Most Democratic senators oppose Kavanaugh. While they acknowledge his credentials, Democrats say Kavanaugh is too conservative and would push the court too far to the right, especially on important issues such as abortion, voting rights, affirmative action, the environment and gay rights.

And so it follows that the loudest objections to Kavanaugh come from liberal organizations and groups dedicated to those issues. Because of the potential Kavanaugh holds to move the court in an opposite direction, some abortion rights groups and environmental organizations that in the past have remained neutral on Supreme Court nominees oppose Kavanaugh.

• How could the court change?

Kavanaugh's is the rare Supreme Court nomination that could dramatically alter the court.

Usually a president is replacing one liberal with another, or one conservative with someone else on the right. Both of President Barack Obama's nominations fit that pattern, for instance, as did Trump's choice of Gorsuch to take the place of the late justice Antonin Scalia. But Kavanaugh would be replacing the pivotal justice, one who most of the time voted with fellow conservatives but sided with liberals on some of the most important decisions the court made on social issues.

Kavanaugh's confirmation would likely mean that Chief Justice John Roberts Jr. becomes the court's justice-in-the-middle. That is an unusual role for a chief justice. He has formed a majority with liberals in only a handful of cases.

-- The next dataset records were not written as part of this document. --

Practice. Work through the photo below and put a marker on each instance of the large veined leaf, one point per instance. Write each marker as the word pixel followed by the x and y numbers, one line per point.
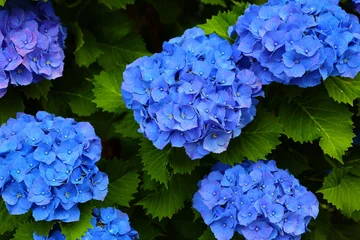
pixel 116 4
pixel 155 161
pixel 122 190
pixel 220 24
pixel 75 230
pixel 316 116
pixel 126 50
pixel 107 91
pixel 257 140
pixel 344 90
pixel 168 201
pixel 342 189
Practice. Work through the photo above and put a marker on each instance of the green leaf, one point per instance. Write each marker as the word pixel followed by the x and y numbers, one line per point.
pixel 214 2
pixel 257 140
pixel 116 4
pixel 341 189
pixel 314 116
pixel 10 222
pixel 122 190
pixel 125 51
pixel 166 202
pixel 89 52
pixel 344 90
pixel 180 162
pixel 107 91
pixel 38 90
pixel 10 104
pixel 163 6
pixel 79 37
pixel 219 24
pixel 128 127
pixel 155 161
pixel 75 230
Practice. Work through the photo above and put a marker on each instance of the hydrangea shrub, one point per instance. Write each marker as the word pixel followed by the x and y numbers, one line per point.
pixel 48 165
pixel 153 94
pixel 31 42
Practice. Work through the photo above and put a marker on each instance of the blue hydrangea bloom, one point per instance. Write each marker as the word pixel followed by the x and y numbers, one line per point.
pixel 31 43
pixel 298 42
pixel 191 94
pixel 257 200
pixel 47 164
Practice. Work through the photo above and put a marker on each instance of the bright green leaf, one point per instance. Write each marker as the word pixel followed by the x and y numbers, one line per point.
pixel 75 230
pixel 125 51
pixel 122 190
pixel 10 104
pixel 128 127
pixel 342 190
pixel 107 91
pixel 214 2
pixel 155 161
pixel 180 162
pixel 314 116
pixel 257 140
pixel 116 4
pixel 166 202
pixel 219 24
pixel 344 90
pixel 38 90
pixel 89 52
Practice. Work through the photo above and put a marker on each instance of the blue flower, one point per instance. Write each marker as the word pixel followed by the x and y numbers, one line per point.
pixel 298 42
pixel 31 44
pixel 257 200
pixel 192 94
pixel 47 165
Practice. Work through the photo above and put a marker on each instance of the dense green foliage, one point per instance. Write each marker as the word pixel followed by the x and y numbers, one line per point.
pixel 308 131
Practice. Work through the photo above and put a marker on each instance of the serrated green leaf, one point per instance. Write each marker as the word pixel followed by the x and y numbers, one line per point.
pixel 116 4
pixel 79 37
pixel 10 222
pixel 127 126
pixel 37 91
pixel 180 162
pixel 163 6
pixel 10 104
pixel 257 140
pixel 89 52
pixel 220 24
pixel 314 116
pixel 155 161
pixel 214 2
pixel 125 51
pixel 75 230
pixel 344 90
pixel 107 91
pixel 166 202
pixel 122 190
pixel 341 189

In the court's most recent decisions on affirmative action, abortion and gay rights , for instance, Kennedy provided the deciding vote, and Roberts sided with conservatives in the minority.

• Does this mean abortion will be outlawed?

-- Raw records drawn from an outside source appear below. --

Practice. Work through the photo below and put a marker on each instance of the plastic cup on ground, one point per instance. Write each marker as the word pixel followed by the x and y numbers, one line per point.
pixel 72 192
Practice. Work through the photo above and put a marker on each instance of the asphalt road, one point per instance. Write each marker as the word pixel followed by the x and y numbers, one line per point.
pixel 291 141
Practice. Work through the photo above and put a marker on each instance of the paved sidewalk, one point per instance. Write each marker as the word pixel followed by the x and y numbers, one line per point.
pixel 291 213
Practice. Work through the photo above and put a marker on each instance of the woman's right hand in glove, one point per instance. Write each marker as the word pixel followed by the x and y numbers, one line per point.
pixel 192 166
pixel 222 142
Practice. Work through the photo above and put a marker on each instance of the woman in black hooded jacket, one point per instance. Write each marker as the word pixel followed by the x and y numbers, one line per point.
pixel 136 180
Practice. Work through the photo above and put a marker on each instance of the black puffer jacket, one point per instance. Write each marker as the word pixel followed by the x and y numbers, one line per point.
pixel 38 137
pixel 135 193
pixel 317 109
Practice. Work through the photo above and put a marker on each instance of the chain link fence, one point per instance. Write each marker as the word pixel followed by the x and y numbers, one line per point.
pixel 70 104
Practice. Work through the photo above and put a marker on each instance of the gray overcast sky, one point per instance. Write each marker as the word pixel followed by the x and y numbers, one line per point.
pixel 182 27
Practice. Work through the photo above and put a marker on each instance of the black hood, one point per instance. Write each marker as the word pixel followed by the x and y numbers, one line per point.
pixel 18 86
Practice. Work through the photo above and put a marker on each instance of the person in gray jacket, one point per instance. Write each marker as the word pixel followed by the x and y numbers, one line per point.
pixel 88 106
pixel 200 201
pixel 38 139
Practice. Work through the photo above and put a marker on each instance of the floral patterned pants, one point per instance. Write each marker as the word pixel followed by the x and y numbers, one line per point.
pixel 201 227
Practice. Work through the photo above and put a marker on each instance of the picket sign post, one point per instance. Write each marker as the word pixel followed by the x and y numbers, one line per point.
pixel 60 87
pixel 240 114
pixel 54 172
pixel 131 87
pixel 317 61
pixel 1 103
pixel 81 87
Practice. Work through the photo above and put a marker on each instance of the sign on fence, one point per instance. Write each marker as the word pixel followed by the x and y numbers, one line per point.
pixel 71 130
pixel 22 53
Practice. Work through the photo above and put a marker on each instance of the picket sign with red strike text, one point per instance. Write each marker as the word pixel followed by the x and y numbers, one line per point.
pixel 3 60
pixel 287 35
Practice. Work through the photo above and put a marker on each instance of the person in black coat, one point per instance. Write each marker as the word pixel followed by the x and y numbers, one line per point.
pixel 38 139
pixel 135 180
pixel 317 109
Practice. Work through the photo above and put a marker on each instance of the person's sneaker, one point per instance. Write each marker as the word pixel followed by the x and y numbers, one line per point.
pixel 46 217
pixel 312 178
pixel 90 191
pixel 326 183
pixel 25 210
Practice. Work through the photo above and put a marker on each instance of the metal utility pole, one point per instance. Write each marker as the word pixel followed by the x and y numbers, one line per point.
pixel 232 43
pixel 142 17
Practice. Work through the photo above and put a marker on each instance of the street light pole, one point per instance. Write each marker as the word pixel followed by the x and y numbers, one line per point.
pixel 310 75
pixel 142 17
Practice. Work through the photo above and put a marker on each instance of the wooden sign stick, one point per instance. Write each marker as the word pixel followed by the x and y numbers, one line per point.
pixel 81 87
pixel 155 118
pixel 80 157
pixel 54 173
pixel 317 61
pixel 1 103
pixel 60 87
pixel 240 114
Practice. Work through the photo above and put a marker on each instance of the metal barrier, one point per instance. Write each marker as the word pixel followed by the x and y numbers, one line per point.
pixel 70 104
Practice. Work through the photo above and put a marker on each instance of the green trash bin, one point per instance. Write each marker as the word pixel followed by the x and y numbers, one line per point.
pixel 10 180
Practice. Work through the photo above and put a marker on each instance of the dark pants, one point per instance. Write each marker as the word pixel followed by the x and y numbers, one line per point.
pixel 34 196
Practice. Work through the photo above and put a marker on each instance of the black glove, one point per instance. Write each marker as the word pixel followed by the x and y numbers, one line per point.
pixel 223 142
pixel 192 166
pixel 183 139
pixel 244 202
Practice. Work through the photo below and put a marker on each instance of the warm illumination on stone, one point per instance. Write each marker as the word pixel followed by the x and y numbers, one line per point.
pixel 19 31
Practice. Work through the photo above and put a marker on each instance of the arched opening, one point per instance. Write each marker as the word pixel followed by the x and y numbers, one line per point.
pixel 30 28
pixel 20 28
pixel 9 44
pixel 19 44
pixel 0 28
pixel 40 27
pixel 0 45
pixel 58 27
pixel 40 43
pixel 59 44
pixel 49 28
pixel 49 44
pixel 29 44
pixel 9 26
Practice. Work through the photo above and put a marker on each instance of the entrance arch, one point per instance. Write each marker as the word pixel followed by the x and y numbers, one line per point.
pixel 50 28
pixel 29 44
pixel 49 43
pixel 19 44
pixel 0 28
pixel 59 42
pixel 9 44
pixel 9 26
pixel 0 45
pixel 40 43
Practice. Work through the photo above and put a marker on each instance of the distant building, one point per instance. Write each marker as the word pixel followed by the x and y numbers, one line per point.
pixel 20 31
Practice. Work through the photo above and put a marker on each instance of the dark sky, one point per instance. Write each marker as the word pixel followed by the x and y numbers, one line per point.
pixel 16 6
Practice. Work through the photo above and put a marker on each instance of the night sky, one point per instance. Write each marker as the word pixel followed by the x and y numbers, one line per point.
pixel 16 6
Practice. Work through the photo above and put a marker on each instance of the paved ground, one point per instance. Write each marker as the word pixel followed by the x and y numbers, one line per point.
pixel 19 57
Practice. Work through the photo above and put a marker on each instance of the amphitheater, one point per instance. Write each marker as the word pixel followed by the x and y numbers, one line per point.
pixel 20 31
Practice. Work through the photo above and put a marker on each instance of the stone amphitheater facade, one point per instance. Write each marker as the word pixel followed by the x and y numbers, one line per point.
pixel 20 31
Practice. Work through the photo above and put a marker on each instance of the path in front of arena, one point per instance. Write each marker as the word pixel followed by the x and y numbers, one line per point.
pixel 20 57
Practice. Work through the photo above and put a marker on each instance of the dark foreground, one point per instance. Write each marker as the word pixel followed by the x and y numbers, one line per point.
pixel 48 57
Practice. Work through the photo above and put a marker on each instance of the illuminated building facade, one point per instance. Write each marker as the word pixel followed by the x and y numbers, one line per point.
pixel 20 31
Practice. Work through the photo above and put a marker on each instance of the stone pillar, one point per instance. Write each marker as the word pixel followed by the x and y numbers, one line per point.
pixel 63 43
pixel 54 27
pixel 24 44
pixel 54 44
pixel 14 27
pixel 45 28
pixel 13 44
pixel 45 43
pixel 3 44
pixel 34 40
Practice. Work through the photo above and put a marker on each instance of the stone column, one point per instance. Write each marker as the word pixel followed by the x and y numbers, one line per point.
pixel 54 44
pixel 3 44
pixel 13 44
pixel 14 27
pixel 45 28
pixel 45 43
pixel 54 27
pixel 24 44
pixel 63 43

Not necessarily. But it would indicate that more of the restrictions on the procedure that some states have enacted would be approved by the Supreme Court.

Kennedy was part of the majority that in a 1992 case, Planned Parenthood v. Casey, upheld the basic guarantee of Roe v. Wade that a woman has a right to obtain an abortion. While the decision acknowledged a state's interest in protecting fetal life, it said restrictions could not impose an "undue burden" on a woman's right.

The fight since then has been over where to draw that line.

It's possible that a court without Kennedy would overturn Casey and by extension, Roe. But it could also whittle away at the right by approving more restrictions.

In the court's most recent look at abortion rights, for instance, Kennedy sided with the court's liberals in striking down a Texas law that imposed additional requirements of doctors and clinics. The majority said they were pretext for restricting access.

Trump said during the campaign he would nominate only "pro-life judges," and it is likely that Gorsuch and Kavanaugh, if they had been on the court at the time, would have sided with the other conservatives to uphold the law.

There are numerous challenges to abortion restrictions imposed by states on their way to the Supreme Court.

• Will the healthcare law be overturned?

That is certainly one reason Democrats give for opposing Kavanaugh's nomination. Another challenge to the Affordable Care Act has been filed by states that say recent action by Congress has undermined the legal argument the Supreme Court used to uphold the law.

Kavanaugh may be amenable to such an argument, but this is one area where his replacement of Kennedy does not necessarily shift the court.

Kennedy was in the minority when Roberts joined the court's liberals to uphold Obamacare on a 5 to 4 vote in 2010. The five justices that made up the majority are still on the court. Kennedy did vote with them in a second challenge to Obamacare, but his sixth vote was unnecessary to the outcome.